Dalton sagt, das Team NZL würde schlicht nicht mehr existieren, wenn de Nora nicht dabei wäre. Er sei der «Klebstoff» innerhalb der Kampagnen, aus Management-Sicht und als Mentor werde er immer wertvoller.

De Nora wurde in den USA geboren und ist heute kanadischer Staatsbürger. Sein Vater war Italiener, seine Mutter stammte aus dem Kanton Wallis. Er ist Mitglied eines familiären Geschäftsimperiums, das hauptsächlich mit Brennstoffzellen handelt. Wie Dalton ist de Nora ein begeisterter Segler. Mit seinen beiden Super-Segeljachten «Imagine I» und «II» umrundete er die Erde vier Mal. «Imagine II» ist gegenwärtig der Blickfang im Hafen von Barcelona.

Coutts/Butterworth: Erfolg und Verrat

Dalton / de Nora ist nur eines der erfolgreichen Duos von Neuseeland. Der Start ins Abenteuer um die älteste Sporttrophäe begann 1995 ebenfalls mit einem Paar, als der junge Olympiasieger Russell Coutts zusammen mit dem Taktiker Brad Butterworth den ersten Cup-Sieg für Neuseeland holte.

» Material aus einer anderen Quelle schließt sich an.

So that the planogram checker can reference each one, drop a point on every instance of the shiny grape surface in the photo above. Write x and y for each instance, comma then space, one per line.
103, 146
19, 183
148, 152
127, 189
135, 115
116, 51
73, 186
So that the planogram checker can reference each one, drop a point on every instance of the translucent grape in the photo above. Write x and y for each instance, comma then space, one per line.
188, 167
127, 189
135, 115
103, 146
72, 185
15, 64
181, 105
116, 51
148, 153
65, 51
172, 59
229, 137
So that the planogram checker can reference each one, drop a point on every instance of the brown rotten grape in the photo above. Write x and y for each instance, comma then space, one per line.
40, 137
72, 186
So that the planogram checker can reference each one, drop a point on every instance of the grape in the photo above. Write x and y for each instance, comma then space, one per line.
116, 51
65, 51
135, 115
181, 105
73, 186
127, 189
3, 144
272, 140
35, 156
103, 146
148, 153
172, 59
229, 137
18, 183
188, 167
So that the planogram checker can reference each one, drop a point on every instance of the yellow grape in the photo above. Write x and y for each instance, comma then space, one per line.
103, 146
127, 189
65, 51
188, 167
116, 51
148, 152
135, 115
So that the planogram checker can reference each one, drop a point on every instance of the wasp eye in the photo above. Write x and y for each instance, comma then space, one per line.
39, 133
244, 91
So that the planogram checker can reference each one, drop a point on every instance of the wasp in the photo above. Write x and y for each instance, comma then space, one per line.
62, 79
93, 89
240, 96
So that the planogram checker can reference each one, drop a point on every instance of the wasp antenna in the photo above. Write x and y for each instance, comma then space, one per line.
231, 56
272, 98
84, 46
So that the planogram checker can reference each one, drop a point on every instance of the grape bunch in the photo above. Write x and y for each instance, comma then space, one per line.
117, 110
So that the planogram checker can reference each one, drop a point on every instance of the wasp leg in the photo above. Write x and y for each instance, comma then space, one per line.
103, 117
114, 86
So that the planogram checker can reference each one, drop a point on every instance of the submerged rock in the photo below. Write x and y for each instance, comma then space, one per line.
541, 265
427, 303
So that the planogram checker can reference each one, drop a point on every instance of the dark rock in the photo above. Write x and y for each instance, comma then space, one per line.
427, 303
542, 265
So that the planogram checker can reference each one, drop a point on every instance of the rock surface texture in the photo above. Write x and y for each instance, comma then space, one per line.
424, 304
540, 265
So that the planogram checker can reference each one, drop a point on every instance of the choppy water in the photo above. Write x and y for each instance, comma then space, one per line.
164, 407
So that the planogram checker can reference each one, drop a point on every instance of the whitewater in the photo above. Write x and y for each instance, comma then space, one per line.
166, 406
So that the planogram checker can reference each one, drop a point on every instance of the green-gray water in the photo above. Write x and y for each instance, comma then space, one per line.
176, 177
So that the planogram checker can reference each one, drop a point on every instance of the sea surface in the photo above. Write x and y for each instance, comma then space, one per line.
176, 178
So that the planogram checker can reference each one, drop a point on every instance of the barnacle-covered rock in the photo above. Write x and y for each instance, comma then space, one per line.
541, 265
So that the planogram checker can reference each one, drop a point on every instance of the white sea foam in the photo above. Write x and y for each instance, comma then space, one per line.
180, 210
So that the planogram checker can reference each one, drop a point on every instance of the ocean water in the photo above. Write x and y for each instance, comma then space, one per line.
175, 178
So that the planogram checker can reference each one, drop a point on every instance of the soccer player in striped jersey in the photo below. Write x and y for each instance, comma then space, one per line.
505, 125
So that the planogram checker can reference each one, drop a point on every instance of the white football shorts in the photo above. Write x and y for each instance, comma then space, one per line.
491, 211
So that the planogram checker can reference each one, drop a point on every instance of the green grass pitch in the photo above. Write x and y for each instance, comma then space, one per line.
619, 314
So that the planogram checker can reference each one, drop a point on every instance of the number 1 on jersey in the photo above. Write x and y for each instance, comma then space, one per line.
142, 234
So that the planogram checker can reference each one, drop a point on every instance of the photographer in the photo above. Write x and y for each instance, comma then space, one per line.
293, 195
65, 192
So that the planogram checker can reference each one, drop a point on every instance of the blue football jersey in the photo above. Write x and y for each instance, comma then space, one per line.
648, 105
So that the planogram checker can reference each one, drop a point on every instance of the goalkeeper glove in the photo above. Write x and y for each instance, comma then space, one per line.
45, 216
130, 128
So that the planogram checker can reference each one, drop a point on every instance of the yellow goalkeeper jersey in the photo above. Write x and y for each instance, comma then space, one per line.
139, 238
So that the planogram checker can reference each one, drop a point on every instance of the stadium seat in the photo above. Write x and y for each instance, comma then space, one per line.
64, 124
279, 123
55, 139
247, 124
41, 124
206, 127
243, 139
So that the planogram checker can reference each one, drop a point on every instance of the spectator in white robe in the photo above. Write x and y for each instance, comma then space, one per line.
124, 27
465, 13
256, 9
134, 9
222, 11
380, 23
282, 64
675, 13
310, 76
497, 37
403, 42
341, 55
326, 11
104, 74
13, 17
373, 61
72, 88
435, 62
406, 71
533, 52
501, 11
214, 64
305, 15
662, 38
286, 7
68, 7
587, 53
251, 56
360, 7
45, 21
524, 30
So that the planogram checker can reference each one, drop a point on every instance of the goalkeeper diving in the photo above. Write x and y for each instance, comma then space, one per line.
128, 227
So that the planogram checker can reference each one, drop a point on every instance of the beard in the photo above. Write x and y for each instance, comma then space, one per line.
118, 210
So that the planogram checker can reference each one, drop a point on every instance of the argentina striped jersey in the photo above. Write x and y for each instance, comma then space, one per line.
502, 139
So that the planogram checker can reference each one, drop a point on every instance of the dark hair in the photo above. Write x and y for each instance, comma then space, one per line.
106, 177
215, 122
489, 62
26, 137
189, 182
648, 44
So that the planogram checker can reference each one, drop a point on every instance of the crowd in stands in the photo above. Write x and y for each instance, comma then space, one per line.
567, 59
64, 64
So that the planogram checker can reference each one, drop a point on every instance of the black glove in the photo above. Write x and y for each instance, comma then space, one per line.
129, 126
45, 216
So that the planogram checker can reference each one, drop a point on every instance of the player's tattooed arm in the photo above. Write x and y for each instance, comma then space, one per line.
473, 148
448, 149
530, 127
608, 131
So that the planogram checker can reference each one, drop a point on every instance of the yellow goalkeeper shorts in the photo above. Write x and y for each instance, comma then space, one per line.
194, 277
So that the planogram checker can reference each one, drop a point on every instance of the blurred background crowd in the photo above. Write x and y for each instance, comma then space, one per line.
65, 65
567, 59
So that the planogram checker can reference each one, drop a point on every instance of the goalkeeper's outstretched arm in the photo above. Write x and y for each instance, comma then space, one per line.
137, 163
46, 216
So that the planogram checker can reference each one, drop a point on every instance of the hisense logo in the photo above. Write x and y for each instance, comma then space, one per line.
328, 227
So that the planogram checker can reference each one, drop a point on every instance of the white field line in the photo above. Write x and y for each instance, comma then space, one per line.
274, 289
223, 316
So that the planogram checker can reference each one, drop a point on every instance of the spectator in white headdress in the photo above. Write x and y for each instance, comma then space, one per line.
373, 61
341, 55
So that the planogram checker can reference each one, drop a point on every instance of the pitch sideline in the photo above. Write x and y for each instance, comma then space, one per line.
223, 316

Fünf Jahre später wurde der Pokal gegen Luna Rossa erfolgreich verteidigt, das Land huldigte seinen Siegern mit einer grossen Strassenparade in Auckland. Doch danach zerstörte das Duo Coutts/Butterworth die Träume der Kiwis für eine zweite erfolgreiche Defence. Es wurde von Alinghi verpflichtet, gar von Verrat war die Rede. Das Gespann fiel anschliessend auseinander; Coutts wurde 2004 von Alinghi entlassen und wechselte zu Oracle, Butterworth hielt Bertarelli die Treue und ist heute Berater des Schweizer Segelteams.

Von einer ähnlich starken Zweierbeziehung auf dem Segelboot können die Neuseeländer seit zehn Jahren profitieren: Das Duo Peter Burling / Blair Tuke feierte zwei Cup-Siege, 2017 und 2021. Mit zusätzlichen drei Olympiamedaillen sind sie die erfolgreichsten Segler Neuseelands. Das Paar segelt seit 2008 zusammen – Burling als Steuermann, Tuke als Vorschoter und Trimmer. Zwischen 2012 und 2016 waren sie in der 49-Klasse ungeschlagen und gewannen sieben Weltmeistertitel.

Nach der Ausgabe 2024 müssen sich die Neuseeländer neu erfinden

Nun stehen die beiden in Barcelona vor dem Hattrick. Nach zwei Renntagen scheint der Cup in neuseeländischem Besitz zu bleiben. Die Kiwis führen souverän 3:0 gegen den Herausforderer Ineo Britannia und brauchen nur noch vier Siege zum Triumph.

Doch unabhängig davon, ob die Duos Dalton / de Nora und Burling/Tuke zum dritten Mal den America’s Cup in die Höhe stemmen werden, steht das Team New Zealand vor einem Umbruch. Das hat Grant Dalton der NZZ gegenüber deutlich zu verstehen gegeben. «Wenn wir gewinnen sollten, können wir den Sieg nicht einfach mit der gleichen Crew wiederholen.» Punkto Nachwuchs habe Neuseeland nicht das Level der Italiener, die in Barcelona den Youth America’s Cup und den Frauen America’s Cup gewannen. «Wir werden uns neu erfinden müssen.»